We already build advanced agents like industrial robots, which will get smarter and smarter, one day exceeding us in intelligence, becoming super-intelligent.

(Super-intelligence, as I said in a previous post, means better than humans in nearly every knowledge domain).

So, here’s a key question:  how do we motivate intelligent agents to pursue values that are good for humans when they overtake us in knowledge? The problem is called “value loading”.

We already have machines that will soon be able to improve their own operating systems, i.e. rewrite their own code, using techniques that are simply too complex for us to track.

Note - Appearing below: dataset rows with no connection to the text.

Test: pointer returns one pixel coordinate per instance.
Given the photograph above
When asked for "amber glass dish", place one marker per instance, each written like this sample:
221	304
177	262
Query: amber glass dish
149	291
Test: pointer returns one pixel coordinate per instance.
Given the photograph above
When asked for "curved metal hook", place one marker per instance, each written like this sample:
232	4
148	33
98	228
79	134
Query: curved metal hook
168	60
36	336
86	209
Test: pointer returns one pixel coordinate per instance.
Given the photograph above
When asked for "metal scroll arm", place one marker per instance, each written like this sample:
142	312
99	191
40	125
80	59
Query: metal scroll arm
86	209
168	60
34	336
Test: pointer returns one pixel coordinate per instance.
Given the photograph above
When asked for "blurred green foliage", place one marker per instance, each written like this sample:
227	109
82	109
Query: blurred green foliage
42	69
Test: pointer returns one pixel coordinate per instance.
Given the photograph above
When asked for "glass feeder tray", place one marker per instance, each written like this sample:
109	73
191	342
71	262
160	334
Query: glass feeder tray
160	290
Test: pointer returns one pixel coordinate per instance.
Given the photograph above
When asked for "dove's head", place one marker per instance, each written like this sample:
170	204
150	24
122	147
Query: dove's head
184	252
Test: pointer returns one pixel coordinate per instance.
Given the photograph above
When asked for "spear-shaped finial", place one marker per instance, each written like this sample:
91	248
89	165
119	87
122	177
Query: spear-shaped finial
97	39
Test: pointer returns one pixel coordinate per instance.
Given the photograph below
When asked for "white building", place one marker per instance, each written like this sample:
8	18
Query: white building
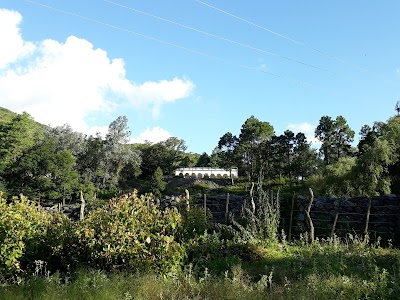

Thus an artificial intelligence, especially one that may be rapidly growing towards super-intelligence, is not just brainier than we are, but there is no reason for it to share that inherent caution we grandly call “wisdom”, which draws in equal parts on our human intelligence and our instinct for personal survival.

We are only safe if the super-intelligent agent is loaded with the right values.  Loading such complex values will be difficult and require extreme caution.

How to define those values correctly? How to avoid them being misinterpreted, intentionally or unintentionally as an AI advances into super-intelligence, well out of human cognitive reach?

Here’s one idea: monitored learning. You could call a Strict Parent approach.

Any advance in intelligence or new code might be monitored for corruption by unimproved intelligent agents from the previous generation which themselves have been validated by unimproved agents from the generation before. There would therefore be layers of supervision, using all sorts of tests to ensure that the next generation of advanced intelligence was not putting the loaded value at risk. If so, it would be suppressed or marginalised.

There would be a permanent potential constraint, holding back every advance, just like a human boss with the power to say: “No, I’m not sure. I’m not ready. We won’t do it.”

But it would be bad news if there was any kind of arms race to achieve super-intelligence. Every player in the race would have an incentive to speed up the process. 

That’s a real  issue for a planet full of rival nations and beliefs, some lethal, some archaic. They would have no time for Asimov’s law.

Feels like a serious problem. 

Besides, when you actually try to code for Asimov’s Law, you pretty soon find how fuzzy it is.

Jamie told me that some of the wealthiest people in the tech industries of the West coast were putting money into a fund to reward the embedding of Asimov’s Law into intelligent devices.

But I got the impression he was very sceptical about the idea.